🗄️ A simple tool for converting WARC files to Parquet files.
The binary may be installed via cargo
:
sh
$ cargo install warc-parquet
Once installed, WARC files can be passed to the program with a target output path which Parquet will be written to:
sh
$ wget --warc-file example 'https://example.com'
$ warc-parquet --gzipped example.warc.gz example.snappy.parquet
⚠️ Note that the Parquet path WILL be overwritten.
There are any number of ways to consume Parquet once you have it. However a natural fit might be DuckDB:
$ duckdb
v0.3.3 fe9ba8003
Enter ".help" for usage hints.
Connected to a transient in-memory database.
Use ".open FILENAME" to reopen on a persistent database.

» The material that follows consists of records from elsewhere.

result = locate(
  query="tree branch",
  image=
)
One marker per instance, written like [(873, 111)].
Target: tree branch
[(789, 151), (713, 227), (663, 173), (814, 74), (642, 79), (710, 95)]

D select type, id from 'example.snappy.parquet';
┌──────────┬─────────────────────────────────────────────────┐
│ type │ id │
├──────────┼─────────────────────────────────────────────────┤
│ warcinfo │ <urn:uuid:A8063499-7675-4D8D-A736-A1D7DAE84C84> │
│ request │ <urn:uuid:3EB20966-D74F-4949-AACB-23DB3A0733A7> │
│ response │ <urn:uuid:8B92CADC-F770-45BE-8B72-E13A61CD6D1C> │
│ metadata │ <urn:uuid:4C0E9E17-E21B-49E0-859A-D1016FBDE636> │
│ resource │ <urn:uuid:14F502A5-3BDE-4D0B-8A43-95F4BB8398C6> │
│ resource │ <urn:uuid:6B6D6ADD-52FF-4760-AA00-FB9E739CABBE> │
└──────────┴─────────────────────────────────────────────────┘
D describe select * from 'example.snappy.parquet';
┌─────────────────────────┬─────────────┬──────┬─────┬─────────┬───────┐
│ column_name │ column_type │ null │ key │ default │ extra │
├─────────────────────────┼─────────────┼──────┼─────┼─────────┼───────┤
│ id │ VARCHAR │ YES │ │ │ │
│ content_length │ UINTEGER │ YES │ │ │ │
│ date │ TIMESTAMP │ YES │ │ │ │
│ type │ VARCHAR │ YES │ │ │ │
│ content_type │ VARCHAR │ YES │ │ │ │
│ concurrent_to │ VARCHAR │ YES │ │ │ │
│ block_digest │ VARCHAR │ YES │ │ │ │
│ payload_digest │ VARCHAR │ YES │ │ │ │
│ ip_address │ VARCHAR │ YES │ │ │ │
│ refers_to │ VARCHAR │ YES │ │ │ │
│ target_uri │ VARCHAR │ YES │ │ │ │
│ truncated │ VARCHAR │ YES │ │ │ │
│ warc_info_id │ VARCHAR │ YES │ │ │ │
│ filename │ VARCHAR │ YES │ │ │ │
│ profile │ VARCHAR │ YES │ │ │ │
│ identified_payload_type │ VARCHAR │ YES │ │ │ │
│ segment_number │ UINTEGER │ YES │ │ │ │
│ segment_origin_id │ VARCHAR │ YES │ │ │ │
│ segment_total_length │ UINTEGER │ YES │ │ │ │
│ body │ BLOB │ YES │ │ │ │
└─────────────────────────┴─────────────┴──────┴─────┴─────────┴───────┘